Scott Evans

No. 58
- Position: Offensive tackle

Personal information
- Born: December 15, 1983 (age 42) Sudbury, Ontario, Canada
- Listed height: 6 ft 6 in (1.98 m)
- Listed weight: 305 lb (138 kg)

Career information
- College: Wilfrid Laurier University
- NFL draft: 2008: undrafted

Career history
- Toronto Argonauts (2008–2009);

Awards and highlights
- J. P. Metras Trophy (2007);
- Stats at CFL.ca (archive)

= Scott Evans (Canadian football) =

Canadian football player (born 1983)

Scott Evans (born December 15, 1983) is a Canadian former professional football offensive tackle. He also played CIS Football at Wilfrid Laurier. Evans first signed with the Toronto Argonauts as an undrafted free agent in 2007 and attended training camp, but returned to school after its conclusion.

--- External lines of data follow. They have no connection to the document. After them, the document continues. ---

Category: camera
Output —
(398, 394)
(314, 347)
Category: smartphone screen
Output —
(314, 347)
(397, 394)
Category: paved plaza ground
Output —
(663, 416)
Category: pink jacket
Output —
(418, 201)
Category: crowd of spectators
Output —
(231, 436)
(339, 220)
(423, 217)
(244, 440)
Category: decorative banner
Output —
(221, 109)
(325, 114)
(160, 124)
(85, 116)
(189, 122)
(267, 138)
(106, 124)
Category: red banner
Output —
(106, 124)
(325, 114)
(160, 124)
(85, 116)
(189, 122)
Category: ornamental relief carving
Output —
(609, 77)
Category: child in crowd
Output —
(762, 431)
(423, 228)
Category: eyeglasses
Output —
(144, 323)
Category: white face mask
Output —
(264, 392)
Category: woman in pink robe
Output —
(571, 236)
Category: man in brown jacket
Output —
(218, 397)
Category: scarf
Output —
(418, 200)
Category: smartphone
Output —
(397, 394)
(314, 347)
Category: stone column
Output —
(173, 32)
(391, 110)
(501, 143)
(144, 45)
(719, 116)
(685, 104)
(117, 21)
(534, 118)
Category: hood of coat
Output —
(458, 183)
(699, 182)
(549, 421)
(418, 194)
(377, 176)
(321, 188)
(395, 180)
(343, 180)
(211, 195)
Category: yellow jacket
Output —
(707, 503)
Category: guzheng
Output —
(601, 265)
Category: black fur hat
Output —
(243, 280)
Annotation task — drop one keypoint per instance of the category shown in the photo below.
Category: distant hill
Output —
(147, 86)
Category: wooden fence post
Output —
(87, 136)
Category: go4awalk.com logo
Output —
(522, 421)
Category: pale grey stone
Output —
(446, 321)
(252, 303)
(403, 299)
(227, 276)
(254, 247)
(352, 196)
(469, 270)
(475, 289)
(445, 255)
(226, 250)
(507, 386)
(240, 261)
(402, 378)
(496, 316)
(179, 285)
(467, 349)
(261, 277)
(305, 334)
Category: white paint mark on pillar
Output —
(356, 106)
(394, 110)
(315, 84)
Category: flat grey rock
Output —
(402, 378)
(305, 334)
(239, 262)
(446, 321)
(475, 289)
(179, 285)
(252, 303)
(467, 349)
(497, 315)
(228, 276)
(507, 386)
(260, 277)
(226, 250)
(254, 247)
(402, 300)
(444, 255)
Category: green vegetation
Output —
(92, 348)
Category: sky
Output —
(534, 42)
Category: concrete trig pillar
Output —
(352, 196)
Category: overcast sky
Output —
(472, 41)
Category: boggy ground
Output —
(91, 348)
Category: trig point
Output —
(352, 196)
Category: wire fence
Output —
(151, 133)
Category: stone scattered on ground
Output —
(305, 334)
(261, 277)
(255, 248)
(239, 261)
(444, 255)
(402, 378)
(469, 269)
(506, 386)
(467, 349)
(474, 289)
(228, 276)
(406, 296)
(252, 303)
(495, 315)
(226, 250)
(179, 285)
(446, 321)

He re-signed with the Argonauts in 2008, and remained on their practice roster for the first seven weeks of the 2008 CFL season, then returned to Wilfrid Laurier for his final year of eligibility on August 16, 2008. Evans re-joined the Argonauts for the start of the 2009 pre-season training camp, but was cut by the team, only to rejoin the Argonauts on October 16, 2009 under a practice roster agreement. On June 11, 2010, Evans was released by the Argonauts.